I Suppose That Its About Time.....
For the past 2 decades the American banking system has been losing its mojo. However, over the past year and most lately, in the Treasury's bailout of the American financial system, banks are on track to regain their status as premier financial lenders to corporations around the globe.
You may ask, 'What the heck are talking about Glenzo?' Well, let me tell you, then. There has been a huge disintermediation out of banking into alternate financial products. Take money market funds, for example. Money market funds rose to prominence in the early 1980s since they were able to offer much higher interest rates to investors than the banks were allowed and deposits left the banking system and migrated to these new products. The regulation of the banking system did not allow them to compete in price whereas, competing products were not susbject to the same rules. The Money market funds invested in the commercial paper of the same corporations that were customers of the banks lending businesses. So both deposits and customers left. Then, other companies came in to take away other businesses. Companies such as GMAC that financed the purchases of cars by issuing commercial paper took away more business.

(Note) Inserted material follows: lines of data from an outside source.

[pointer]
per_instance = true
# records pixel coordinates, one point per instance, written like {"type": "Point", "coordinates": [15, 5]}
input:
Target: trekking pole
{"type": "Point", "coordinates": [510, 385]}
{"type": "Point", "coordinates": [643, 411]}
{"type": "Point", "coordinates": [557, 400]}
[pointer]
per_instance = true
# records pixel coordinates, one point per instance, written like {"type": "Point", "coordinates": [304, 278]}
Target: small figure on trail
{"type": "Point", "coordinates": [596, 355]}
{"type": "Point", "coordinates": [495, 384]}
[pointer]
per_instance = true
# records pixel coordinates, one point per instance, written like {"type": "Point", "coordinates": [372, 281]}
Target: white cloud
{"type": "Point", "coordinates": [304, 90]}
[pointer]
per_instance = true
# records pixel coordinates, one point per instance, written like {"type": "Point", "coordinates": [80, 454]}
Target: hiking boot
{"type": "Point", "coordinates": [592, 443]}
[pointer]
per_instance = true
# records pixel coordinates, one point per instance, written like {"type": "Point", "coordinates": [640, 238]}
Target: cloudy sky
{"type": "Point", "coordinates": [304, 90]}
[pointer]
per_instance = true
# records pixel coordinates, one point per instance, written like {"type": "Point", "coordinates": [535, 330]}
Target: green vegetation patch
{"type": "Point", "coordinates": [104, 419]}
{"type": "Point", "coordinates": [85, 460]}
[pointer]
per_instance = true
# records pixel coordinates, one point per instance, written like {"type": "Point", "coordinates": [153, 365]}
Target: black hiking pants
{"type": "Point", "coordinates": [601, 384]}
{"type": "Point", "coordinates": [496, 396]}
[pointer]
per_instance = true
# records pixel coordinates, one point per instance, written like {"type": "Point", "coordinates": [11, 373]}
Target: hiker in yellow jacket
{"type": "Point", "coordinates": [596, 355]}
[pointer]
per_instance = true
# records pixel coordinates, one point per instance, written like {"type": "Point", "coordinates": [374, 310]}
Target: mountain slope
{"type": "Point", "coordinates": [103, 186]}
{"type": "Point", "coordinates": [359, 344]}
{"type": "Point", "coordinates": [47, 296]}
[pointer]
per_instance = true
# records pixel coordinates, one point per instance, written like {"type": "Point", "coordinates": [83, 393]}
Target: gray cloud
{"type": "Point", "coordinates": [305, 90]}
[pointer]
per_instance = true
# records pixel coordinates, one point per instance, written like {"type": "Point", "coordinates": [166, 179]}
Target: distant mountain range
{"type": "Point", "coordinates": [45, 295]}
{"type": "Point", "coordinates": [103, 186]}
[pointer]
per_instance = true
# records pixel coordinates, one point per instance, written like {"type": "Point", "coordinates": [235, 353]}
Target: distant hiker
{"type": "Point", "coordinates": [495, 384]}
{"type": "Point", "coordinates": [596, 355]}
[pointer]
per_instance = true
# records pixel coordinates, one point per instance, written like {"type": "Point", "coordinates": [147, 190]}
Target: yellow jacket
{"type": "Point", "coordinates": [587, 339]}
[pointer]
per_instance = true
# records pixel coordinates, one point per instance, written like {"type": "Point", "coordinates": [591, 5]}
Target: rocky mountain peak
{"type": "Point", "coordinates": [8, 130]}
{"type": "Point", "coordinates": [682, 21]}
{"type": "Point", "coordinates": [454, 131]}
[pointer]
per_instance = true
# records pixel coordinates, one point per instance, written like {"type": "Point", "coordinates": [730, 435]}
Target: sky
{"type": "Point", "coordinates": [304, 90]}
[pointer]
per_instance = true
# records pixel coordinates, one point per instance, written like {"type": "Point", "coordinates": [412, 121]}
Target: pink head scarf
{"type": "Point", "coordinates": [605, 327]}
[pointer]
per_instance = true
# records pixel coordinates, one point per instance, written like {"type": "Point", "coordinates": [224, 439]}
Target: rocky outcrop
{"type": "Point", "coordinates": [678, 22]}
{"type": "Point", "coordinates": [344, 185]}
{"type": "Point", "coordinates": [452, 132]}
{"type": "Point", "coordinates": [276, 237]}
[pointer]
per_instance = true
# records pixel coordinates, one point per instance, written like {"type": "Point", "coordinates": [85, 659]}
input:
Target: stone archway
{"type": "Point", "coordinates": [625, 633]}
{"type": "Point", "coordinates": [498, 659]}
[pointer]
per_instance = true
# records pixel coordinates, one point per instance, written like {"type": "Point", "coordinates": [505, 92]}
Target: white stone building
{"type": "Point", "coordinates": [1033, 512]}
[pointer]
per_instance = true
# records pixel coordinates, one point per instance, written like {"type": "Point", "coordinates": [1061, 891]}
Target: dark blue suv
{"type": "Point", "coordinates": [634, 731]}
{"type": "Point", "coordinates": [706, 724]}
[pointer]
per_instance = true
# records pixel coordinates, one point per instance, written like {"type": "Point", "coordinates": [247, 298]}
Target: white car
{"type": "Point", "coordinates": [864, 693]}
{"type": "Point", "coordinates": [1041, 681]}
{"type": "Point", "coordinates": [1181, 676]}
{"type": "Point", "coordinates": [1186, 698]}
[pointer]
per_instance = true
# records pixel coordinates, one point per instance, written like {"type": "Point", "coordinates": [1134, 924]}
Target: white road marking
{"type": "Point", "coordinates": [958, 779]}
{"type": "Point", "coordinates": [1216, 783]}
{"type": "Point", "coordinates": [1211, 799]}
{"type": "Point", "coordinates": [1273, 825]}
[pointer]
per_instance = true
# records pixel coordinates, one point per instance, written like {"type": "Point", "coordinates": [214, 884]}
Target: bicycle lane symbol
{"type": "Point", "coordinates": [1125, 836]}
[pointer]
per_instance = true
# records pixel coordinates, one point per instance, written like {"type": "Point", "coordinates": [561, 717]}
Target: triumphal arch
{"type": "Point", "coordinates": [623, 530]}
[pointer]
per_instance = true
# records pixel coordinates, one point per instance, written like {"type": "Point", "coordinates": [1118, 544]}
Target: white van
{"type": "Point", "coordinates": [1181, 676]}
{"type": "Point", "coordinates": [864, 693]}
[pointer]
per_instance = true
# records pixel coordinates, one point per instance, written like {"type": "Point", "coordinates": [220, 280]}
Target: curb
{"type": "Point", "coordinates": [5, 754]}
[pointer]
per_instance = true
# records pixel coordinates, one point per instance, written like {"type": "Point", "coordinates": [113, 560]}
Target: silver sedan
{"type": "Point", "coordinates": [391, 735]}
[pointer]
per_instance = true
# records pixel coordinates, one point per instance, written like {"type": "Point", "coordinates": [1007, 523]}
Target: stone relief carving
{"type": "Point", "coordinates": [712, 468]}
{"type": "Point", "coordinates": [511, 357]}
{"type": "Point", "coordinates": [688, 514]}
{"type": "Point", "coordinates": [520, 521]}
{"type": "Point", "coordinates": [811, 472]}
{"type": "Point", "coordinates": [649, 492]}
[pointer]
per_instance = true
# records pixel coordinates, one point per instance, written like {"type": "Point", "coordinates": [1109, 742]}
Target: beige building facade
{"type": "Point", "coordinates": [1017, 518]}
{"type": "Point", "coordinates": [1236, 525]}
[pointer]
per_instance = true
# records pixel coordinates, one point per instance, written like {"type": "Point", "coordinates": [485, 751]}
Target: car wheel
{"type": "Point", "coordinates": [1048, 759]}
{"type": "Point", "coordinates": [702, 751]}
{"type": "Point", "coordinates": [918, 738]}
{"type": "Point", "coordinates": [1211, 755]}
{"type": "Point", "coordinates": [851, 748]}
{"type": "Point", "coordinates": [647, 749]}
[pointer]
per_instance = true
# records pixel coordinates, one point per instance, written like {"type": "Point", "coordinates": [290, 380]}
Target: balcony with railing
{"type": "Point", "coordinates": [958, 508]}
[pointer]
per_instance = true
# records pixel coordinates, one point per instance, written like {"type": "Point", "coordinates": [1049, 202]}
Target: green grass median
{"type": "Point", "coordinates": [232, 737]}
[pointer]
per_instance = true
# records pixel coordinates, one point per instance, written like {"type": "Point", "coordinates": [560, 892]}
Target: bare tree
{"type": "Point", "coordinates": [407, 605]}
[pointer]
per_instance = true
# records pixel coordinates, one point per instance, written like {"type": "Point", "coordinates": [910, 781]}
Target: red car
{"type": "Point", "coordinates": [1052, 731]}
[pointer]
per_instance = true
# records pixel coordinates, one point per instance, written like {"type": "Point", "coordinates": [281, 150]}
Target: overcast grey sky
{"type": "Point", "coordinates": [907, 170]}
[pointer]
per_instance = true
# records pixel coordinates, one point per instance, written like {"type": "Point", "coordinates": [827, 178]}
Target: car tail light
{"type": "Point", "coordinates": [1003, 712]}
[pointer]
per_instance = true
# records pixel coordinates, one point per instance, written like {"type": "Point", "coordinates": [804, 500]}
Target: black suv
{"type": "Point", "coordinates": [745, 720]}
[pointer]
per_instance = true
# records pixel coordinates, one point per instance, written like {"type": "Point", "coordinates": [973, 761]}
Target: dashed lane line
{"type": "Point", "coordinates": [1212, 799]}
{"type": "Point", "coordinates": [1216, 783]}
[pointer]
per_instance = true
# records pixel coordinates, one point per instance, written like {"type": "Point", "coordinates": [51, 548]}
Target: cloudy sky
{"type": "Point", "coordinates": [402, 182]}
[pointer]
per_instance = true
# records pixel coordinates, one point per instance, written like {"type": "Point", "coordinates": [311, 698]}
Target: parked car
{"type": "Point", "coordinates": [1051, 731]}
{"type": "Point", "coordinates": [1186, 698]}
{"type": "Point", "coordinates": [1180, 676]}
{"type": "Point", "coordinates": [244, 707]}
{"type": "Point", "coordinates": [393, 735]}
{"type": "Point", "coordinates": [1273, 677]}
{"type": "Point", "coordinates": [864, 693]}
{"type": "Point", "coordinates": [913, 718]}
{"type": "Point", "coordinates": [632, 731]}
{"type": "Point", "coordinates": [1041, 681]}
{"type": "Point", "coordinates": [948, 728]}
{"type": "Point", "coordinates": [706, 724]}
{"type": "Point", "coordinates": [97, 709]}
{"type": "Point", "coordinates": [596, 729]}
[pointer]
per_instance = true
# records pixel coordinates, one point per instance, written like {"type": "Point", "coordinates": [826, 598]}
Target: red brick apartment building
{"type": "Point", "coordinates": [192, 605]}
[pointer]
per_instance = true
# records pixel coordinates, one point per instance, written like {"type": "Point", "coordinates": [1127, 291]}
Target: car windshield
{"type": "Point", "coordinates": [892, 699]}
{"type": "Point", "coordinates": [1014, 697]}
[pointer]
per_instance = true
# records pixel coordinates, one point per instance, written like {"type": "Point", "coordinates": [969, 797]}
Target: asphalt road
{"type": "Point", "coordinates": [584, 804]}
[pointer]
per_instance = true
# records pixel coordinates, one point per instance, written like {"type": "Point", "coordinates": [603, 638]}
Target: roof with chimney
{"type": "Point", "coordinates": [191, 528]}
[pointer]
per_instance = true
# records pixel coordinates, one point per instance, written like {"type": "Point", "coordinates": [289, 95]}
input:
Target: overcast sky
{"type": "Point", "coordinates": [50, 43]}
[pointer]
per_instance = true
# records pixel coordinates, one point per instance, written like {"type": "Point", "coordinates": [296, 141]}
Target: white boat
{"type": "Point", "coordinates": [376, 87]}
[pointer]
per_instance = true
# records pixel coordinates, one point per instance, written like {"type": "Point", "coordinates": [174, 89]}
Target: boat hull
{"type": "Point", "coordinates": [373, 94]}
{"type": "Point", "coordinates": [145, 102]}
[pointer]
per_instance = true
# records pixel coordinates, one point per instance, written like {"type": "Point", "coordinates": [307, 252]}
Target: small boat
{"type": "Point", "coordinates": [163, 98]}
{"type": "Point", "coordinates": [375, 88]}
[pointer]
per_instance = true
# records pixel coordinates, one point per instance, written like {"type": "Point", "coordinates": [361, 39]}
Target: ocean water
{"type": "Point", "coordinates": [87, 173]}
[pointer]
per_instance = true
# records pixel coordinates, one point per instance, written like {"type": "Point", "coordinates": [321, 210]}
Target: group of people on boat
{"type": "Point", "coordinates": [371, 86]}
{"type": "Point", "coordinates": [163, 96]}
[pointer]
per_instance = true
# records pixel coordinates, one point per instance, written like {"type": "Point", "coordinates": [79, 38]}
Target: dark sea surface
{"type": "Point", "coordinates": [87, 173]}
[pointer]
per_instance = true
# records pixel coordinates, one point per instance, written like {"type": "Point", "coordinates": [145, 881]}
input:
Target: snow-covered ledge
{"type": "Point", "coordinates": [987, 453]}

So over the past couple of decades, much business has left these institutions. However, given the stress in the financial system, I venture to guess that people will on the margin move business back to the these stogy banking giants. However, Americans and their bankers will now be moving closer together. We will again be getting our mortgages there and depositing our money there. Large companies will be borrowing money there instead of Wall Street where these loans were, in the past, packaged to look better than they really are.
As the crazy philosopher Nietzsche said....
That which does not kill us makes us stronger.So, while the typical Democrat is thinking that we are already dead, gnashing their teeth and pointing fingers, the rest of us will be doing what makes sense. On the margin, we will move our deposits into the safer banking system. Banks will become super liquid as the US Treasury buys troubled assets from them and they will be capable to make loans to sensible job creating industries again.
As the gloomy Dr. Nouriel Roubini writes there is more to come.....
The next stage will be a run on thousands of highly leveraged hedge funds. After a brief lock-up period, investors in such funds can redeem their investments on a quarterly basis; thus a bank-like run on hedge funds is highly possible. Hundreds of smaller, younger funds that have taken excessive risks with high leverage and are poorly managed may collapse. A massive shake-out of the bloated hedge fund industry is likely in the next two years.I also agree with him, that we are facing a very severe recession, not just at home, but around the globe. The financial system is being forced to shift gears over a very short period of time and this will cause stress and dislocations. People will adjust, people will figure out how to navigate the new waters and eventually, we will continue on with our living our lives.
What Americans do not realize, since I was hearing extraordinary amount of whining by some people on my trip back this summer, is that some of the same problems that affect Americans also impact many peoples around the globe. Things do not happen in the US in vacuum. Remember, the global economy cannot flourish without a flourishing America. Also, the US cannot move forward till other nations tackle their problems. Europe, is facing much more stress, where government entitlements to healthcare, retirement income and other silly unsustainable wealth transfer programs will not allow these countries to address problems facing them today.